Some leftover thoughts:
--Cities and towns could be the wild card in this situation. Can mayors and town administrators put enough heat on their communities legislators in an election year to convince them not to approve the settlement, something a large number of them don't want to do anyway?
--Dan Beardsley of the RI League of Cities and Towns has been harrumphing that local municipalities did not have a seat at the table in the pension negotiations. But where was the taxpayers' seat at the table?
I loved the Tweet from CNN's Jake Tapper. It was a photo of text that
said: "If someone from the 1950s suddenly appeared today, what would
be the most difficult thing to explain about life today? A: I possess a device, in my pocket, that is capable of accessing the entirety of
information known to man. I use it to look at pictures of cats and get in arguments with strangers."
Did you see where rocker Ted Nugent, the Motor City Madman, has apologized to President Barack Obama? Well, sort of anyway.

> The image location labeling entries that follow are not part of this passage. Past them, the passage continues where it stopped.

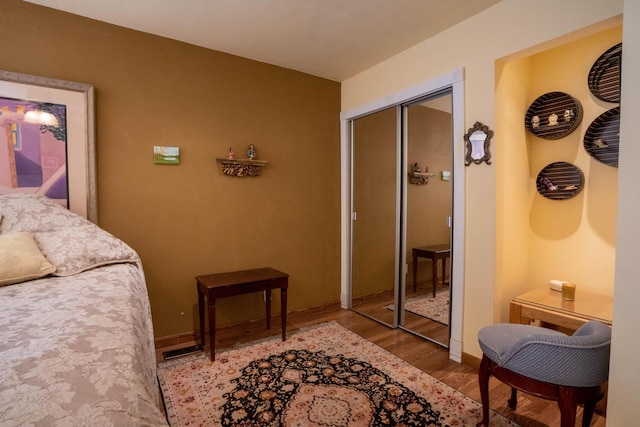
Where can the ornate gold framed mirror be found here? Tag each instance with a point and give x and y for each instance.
(477, 141)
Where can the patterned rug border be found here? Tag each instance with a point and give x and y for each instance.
(433, 392)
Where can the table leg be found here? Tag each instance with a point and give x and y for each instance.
(434, 274)
(415, 269)
(201, 316)
(283, 310)
(267, 298)
(212, 327)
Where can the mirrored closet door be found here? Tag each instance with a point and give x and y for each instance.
(427, 217)
(401, 195)
(375, 206)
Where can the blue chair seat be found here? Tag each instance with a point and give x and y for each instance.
(570, 369)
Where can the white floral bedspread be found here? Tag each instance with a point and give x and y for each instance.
(76, 350)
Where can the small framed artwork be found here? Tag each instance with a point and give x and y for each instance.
(166, 155)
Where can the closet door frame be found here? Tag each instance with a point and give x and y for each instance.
(455, 81)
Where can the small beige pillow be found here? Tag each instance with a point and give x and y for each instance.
(21, 259)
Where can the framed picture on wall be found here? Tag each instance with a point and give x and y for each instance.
(47, 140)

In January, the rock-and-roll gun enthusiast gave an interview to a gun magazine in which he said: "I have obviously failed to galvanize and prod, if not shame, enough Americans to be ever vigilant, but not to let a Chicago communist-raised, communist-educated, communist-nurtured subhuman mongrel like the ACORN community organizer gangster Barack Hussein Obama to weasel his way into the top office of authority in the United States of America. I am heartbroken but I am not giving up."
Nugent, who has been campaigning for Texas gubernatorial candidate Greg Abbott had to back down and he told a radio talk host: "I do apologize not necessarily to the President but on behalf of much better men than myself." He said he was using "street-fighter terminology" (wonder when
old Ted was in his last street fight) and that he should have instead said something like "violator of his oath to the Constitution."
By the way, he said he was apologizing for the term "subhuman mongrel."
Apparently he was O.K. with the rest of his quote.
Jim Baron covers politics for The Times and The Call and is a weekly columnist.